そんな彩蓮学園の2年C組の教室の席に東雲ノアルは座っていた。
1限目の授業が終わったらしく机の上に開かれた教科書とノートを片付けるとノアルは次の授業の用意をしており、用意を終えるとノアルは一息つく。一息ついたノアル、そのノアルは今朝のクリーチャーの事を頭の中で考えていた。
「……」
(《魔人》の力で生み出された化け物、クリーチャー。物にその力を宿させる形で生み出されたクリーチャーには自我と呼べるものはなく生み出しているあのビーストと呼ばれる男に操られていると見て間違いないが……あの《魔人》の力を持つ男は何者なんだ?現存している《魔人》の能力者は純粋種と言われるオレと混血とも言えるソラと鬼桜葉王とともに《一条》に仕えているあの男だけだと聞かされていたが……この世界の広さからすれば誰も認識していなかった《魔人》の力の所有者がいてもおかしくはないのか?いや、そんな憶測だけで判断して大丈夫なのか?そもそも……)
「ノアルさん?」
ノアルがクリーチャーとビーストについて考えていると誰かが彼に声をかける。声のした方へノアルが目を向けるとその先には腰まである長い金色の髪の青く澄んだ瞳を持つ少女が彼の席へと近づいていた。
考えていたことがハッキリまとまっていないがノアルはひとまずそれを後回しにして声をかけてきた彼女に話しかけた。
「エレナ、どうかしたのか?」
「いえ、大したことでは無いのですがノアルさんが何か難しい顔をされていたので……もしかしてまだ学校には慣れませんか?」
「あっ、いや……そんなことはない。キミが優しくしてくれてるし、周りの人も優しいから逆に申し訳なく思うくらいだよ」
「そうですか。でももし何かあったら言ってくださいね。ヒロムさんからノアルさんのことをよろしく頼まれてますので」
彼女は……愛神エレナは優しく微笑みながらノアルに言い、彼女にどう返していいか分からないノアルはとりあえず言葉の代わりに頷く。ノアルが何かを言うでもなく頷くとエレナは優しく彼を見つめ、彼を見つめるエレナは何かを言おうとしたが、それを後ろから別の人物が邪魔をする。
「あら、2人して何話してるのかしら?」
後ろから話しかけてきた別の人物、膝裏まではある長さの水色の髪のモデルのようなスレンダーなスタイルの少女はエレナを後ろから抱きしめるように彼女に迫り、少女の行動にエレナは戸惑いながら彼女に説明した。

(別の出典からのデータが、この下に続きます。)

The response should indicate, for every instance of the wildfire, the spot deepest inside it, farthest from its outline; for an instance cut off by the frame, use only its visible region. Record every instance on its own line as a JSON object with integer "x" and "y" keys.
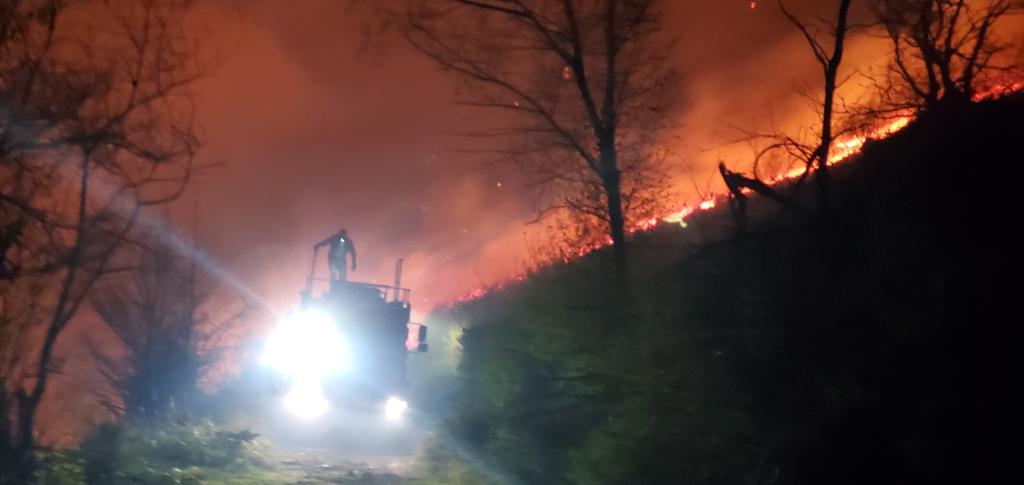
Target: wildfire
{"x": 843, "y": 149}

「ノアルさんが難しい顔をされていたので少しお話していただけですよ、ユキナ」
「ふーん……。てっきりノアルの事を口説いてるのかと思ったわ」
「そういうのじゃないです。私はヒロムさんにお願いされてノアルさんのお役に立とうとしてるだけですから」
「あら、てっきりヒロムに褒めてもらいたくて下心剥き出しでやってると思ってたんだけど……違うの?」
「違います!!そんなやましい気持ちでやってません!!
そういうユキナこそヒロムさんにお礼言われたくてたまにノアルさんの手助けしてるじゃないですか」
「私はそんなんじゃないわよ。ただ私はヒロムの力になれるのなら自分を犠牲にしてでもどんな事も助けたいってだけよ」
「でも褒められたいんですよね?」
「そこは当たり前よ」
エレナと水色の髪の少女・美神ユキナの会話が続く中話についていけないノアルがどうしていいのか分からず戸惑っていると……
「ちょっと待ちなさい!!」
エレナとユキナの会話に割って入るように突然長い赤髪の少女がやって来て、声高々にエレナとユキナに向けて告げた。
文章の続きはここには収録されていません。